Выпуск № 9 | 1962 (286)

Галина Уланова,
лауреат Ленинской премии

Искусство и мир

Выдающимся событием нашего времени назвал Никита Сергеевич Хрущев Всемирный конгресс за всеобщее разоружение и мир. Никогда еще ни один международный форум в защиту мира не был столь грандиозным по числу участников и по масштабам стоящих пред ними задач. В широко распахнутом навстречу свету Кремлевском Дворце съездов собрались люди, которых разделяют не только пограничные рубежи. В политике, в религии многие из них отнюдь не единомышленники, и место под солнцем у них не одинаковое. Но сегодня есть на земле великая цель, способная преодолеть все эти различия. Бывший министр и рабочий, выдающийся ученый и крестьянин, коммунист и беспартийный, атеист и верующий — все они сегодня встали в один ряд, преграждая путь черному облаку атомной войны.

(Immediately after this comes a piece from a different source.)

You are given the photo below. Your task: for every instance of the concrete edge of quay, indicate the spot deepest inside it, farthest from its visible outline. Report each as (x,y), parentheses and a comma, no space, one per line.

В этом ряду немалое место занимаем мы, деятели искусства. Это нас также имел в виду Никита Сергеевич, когда говорил на конгрессе о значительной роли интеллигенции в борьбе за мир.

Да, мы, художники разных стран и народов, обязаны сказать свое веское слово — прозвучит ли оно в звуках рояля или оркестра, в полотнах живописцев, в танцах балерин, в стихах поэтов, сказать свое «нет!» войне, доказать своим искусством, что человек может и должен быть добр и разумен.

Помню, в детстве, когда мне случалось вернуться домой после драки с мальчишками, мама мне говорила: «Зачем ты дерешься? Почему надо доказывать свою правоту тумаками? Ты спрячь руки назад и словами постарайся убедить их, что ты права, если правда действительно на твоей стороне...»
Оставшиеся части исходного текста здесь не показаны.